Newton-Cotes Quadrature
Newton-Cotes rules approximate an integral by integrating the polynomial that interpolates the integrand at equally spaced points, giving familiar formulas such as the trapezoidal and Simpson's rules.
Definition
A Newton-Cotes quadrature rule is an interpolatory quadrature rule whose nodes are equally spaced across the integration interval, with weights obtained by integrating the corresponding interpolating polynomial.
Scope
This topic covers closed and open Newton-Cotes formulas, their degrees of exactness and error terms, the composite trapezoidal and Simpson rules obtained by subdividing the interval, Romberg integration via Richardson extrapolation, and the instability of high-order Newton-Cotes rules that limits their practical degree.
Core questions
- How are the trapezoidal and Simpson rules derived as integrated interpolants?
- What are the error terms of these rules, and why does Simpson's rule gain an extra order from symmetry?
- How do composite rules and Romberg extrapolation improve accuracy systematically?
- Why do high-order Newton-Cotes rules become unstable, and what limits their use?
Key theories
- Degree of exactness and error terms
- The trapezoidal rule is exact for linear integrands with error proportional to the second derivative, while Simpson's rule, by symmetry, is exact for cubics with error proportional to the fourth derivative, gaining an order beyond its interpolation degree.
- Composite rules and Romberg integration
- Applying a basic rule on many subintervals yields a composite rule whose error decreases polynomially in the step size; Richardson extrapolation of the composite trapezoidal rule produces the rapidly convergent Romberg scheme.
Mechanisms
Each basic rule integrates the equispaced interpolant exactly: the trapezoidal rule integrates a straight-line fit, Simpson's rule a parabola. Composite rules partition the interval and sum basic rules on each piece, so halving the step size predictably reduces error. Romberg integration tabulates composite trapezoidal estimates at successively halved step sizes and applies repeated Richardson extrapolation, cancelling leading error terms to achieve high-order accuracy for smooth integrands. High-order single-interval Newton-Cotes rules acquire large oscillatory weights of mixed sign, mirroring the Runge phenomenon, which causes cancellation and instability.
Clinical relevance
Newton-Cotes rules, especially the composite trapezoidal and Simpson forms, are the default low-cost quadrature tools when integrand samples are naturally equally spaced — for example tabulated experimental data, time-series integration, and simple simulation post-processing — and Romberg integration provides accurate results for smooth functions with minimal coding.
History
These rules originate with Newton and Cotes in the early eighteenth century and with Thomas Simpson, whose rule bears his name; Werner Romberg's 1955 extrapolation scheme turned the elementary trapezoidal rule into a high-accuracy method and remains a standard teaching and computing tool.
Key figures
- Isaac Newton
- Roger Cotes
- Thomas Simpson
- Werner Romberg
Related topics
Seminal works
- davis1984
- quarteroni2007
Frequently asked questions
- Why is Simpson's rule more accurate than the trapezoidal rule?
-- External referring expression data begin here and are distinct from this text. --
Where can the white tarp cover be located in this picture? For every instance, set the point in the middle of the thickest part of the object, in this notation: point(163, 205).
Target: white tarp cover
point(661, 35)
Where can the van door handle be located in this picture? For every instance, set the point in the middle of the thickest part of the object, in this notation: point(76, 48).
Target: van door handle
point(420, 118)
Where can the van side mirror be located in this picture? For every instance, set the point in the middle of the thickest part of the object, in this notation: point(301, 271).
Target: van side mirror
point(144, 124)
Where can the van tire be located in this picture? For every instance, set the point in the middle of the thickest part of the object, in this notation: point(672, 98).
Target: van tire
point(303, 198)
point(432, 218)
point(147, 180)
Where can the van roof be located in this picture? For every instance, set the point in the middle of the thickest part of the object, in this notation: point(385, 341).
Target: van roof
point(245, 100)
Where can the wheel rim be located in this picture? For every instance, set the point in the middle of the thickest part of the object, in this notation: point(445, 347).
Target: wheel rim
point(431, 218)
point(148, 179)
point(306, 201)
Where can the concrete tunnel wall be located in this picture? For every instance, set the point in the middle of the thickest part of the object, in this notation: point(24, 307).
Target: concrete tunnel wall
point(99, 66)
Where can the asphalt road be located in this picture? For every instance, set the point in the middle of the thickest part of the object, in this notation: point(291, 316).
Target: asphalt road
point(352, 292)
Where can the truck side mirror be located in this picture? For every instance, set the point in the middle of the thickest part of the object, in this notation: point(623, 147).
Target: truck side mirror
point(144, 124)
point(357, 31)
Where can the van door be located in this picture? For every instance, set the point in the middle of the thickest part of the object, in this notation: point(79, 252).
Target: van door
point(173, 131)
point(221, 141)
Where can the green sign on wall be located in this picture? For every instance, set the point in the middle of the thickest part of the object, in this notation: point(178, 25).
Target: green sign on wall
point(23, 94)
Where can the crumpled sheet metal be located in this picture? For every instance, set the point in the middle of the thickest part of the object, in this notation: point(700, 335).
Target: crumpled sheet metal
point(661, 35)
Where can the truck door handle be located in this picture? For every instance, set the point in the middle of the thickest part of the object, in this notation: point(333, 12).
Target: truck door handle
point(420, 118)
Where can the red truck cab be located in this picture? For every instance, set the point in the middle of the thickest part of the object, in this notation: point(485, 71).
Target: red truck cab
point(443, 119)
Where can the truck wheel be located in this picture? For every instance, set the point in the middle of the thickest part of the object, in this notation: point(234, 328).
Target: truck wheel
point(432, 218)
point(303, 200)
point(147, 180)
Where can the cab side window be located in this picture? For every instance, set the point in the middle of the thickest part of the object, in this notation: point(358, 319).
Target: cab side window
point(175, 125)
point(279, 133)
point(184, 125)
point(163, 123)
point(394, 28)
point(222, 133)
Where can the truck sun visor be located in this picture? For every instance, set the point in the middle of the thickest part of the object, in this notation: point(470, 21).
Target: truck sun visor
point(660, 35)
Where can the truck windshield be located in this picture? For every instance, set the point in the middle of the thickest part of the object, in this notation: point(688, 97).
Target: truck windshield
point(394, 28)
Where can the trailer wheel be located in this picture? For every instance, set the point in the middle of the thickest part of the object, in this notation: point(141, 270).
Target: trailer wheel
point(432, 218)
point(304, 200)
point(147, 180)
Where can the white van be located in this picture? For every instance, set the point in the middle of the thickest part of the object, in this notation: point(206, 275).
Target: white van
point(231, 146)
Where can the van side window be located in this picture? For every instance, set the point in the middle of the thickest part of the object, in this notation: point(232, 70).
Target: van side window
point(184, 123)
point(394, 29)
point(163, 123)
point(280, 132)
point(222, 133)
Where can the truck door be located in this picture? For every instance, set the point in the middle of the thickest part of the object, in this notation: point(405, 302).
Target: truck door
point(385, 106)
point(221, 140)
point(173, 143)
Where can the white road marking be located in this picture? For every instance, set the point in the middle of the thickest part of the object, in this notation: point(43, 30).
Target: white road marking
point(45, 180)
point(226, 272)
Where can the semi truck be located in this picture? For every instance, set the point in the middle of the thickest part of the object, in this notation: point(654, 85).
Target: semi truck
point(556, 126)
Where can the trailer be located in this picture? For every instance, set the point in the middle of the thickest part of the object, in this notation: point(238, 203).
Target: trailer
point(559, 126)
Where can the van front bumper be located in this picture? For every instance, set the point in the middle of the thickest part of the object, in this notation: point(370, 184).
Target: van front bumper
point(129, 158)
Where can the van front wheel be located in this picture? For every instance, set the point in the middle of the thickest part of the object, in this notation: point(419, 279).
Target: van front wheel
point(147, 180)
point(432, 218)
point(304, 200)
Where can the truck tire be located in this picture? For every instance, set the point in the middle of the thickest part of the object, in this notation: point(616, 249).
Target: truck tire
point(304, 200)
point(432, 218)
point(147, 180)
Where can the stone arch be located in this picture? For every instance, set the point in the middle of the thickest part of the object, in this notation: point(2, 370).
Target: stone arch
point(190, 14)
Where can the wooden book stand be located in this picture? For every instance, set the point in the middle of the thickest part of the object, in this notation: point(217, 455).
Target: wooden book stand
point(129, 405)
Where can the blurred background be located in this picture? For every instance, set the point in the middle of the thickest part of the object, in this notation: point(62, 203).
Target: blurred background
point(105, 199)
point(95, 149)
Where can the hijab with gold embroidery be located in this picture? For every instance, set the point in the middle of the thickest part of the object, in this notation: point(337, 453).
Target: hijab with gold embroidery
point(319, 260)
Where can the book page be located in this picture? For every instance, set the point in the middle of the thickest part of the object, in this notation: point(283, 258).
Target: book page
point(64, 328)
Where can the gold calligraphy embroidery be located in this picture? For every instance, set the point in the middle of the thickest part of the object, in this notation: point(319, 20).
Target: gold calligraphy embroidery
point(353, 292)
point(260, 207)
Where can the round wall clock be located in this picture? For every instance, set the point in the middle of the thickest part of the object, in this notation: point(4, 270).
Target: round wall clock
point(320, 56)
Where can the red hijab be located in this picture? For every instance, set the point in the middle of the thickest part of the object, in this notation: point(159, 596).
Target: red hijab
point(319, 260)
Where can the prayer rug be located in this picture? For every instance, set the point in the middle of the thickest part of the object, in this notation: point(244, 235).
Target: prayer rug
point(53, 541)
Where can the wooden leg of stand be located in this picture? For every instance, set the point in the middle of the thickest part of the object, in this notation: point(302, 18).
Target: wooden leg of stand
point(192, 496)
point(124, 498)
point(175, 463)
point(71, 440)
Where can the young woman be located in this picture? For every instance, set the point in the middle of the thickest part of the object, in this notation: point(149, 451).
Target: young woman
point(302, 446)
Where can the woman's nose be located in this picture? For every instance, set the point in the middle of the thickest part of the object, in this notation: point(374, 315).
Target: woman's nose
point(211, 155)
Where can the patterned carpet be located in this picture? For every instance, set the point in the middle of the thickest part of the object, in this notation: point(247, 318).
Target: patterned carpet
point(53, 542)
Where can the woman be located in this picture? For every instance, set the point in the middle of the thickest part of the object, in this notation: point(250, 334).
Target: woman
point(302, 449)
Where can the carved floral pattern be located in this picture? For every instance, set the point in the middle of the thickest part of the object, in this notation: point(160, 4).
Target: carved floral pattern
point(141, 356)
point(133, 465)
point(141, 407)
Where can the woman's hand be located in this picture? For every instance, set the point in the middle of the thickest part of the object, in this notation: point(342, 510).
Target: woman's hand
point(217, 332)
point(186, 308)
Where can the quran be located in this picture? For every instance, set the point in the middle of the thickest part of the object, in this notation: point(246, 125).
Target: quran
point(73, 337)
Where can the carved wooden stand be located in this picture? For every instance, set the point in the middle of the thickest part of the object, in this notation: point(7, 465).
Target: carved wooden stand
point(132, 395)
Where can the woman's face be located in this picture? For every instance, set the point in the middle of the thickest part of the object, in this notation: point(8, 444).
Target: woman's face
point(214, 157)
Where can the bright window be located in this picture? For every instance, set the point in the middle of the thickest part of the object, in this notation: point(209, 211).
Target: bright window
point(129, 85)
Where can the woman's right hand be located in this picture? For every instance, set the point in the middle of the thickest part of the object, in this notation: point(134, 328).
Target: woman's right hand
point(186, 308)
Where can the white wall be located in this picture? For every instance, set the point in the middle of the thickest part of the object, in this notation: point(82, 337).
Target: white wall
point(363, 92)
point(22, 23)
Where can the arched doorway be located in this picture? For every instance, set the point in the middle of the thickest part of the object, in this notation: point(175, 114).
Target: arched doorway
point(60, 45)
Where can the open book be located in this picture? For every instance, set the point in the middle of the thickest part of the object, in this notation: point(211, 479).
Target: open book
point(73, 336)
- Simpson's rule fits a parabola through three points rather than a line through two, and because of symmetry it integrates cubic polynomials exactly, so its error depends on the fourth derivative and shrinks much faster as the step size decreases.
- Why not just use a very high-order Newton-Cotes rule?
- High-order Newton-Cotes rules on equally spaced nodes develop large weights with alternating signs, causing numerical cancellation and instability. In practice one uses composite low-order rules, Romberg extrapolation, or Gaussian quadrature instead.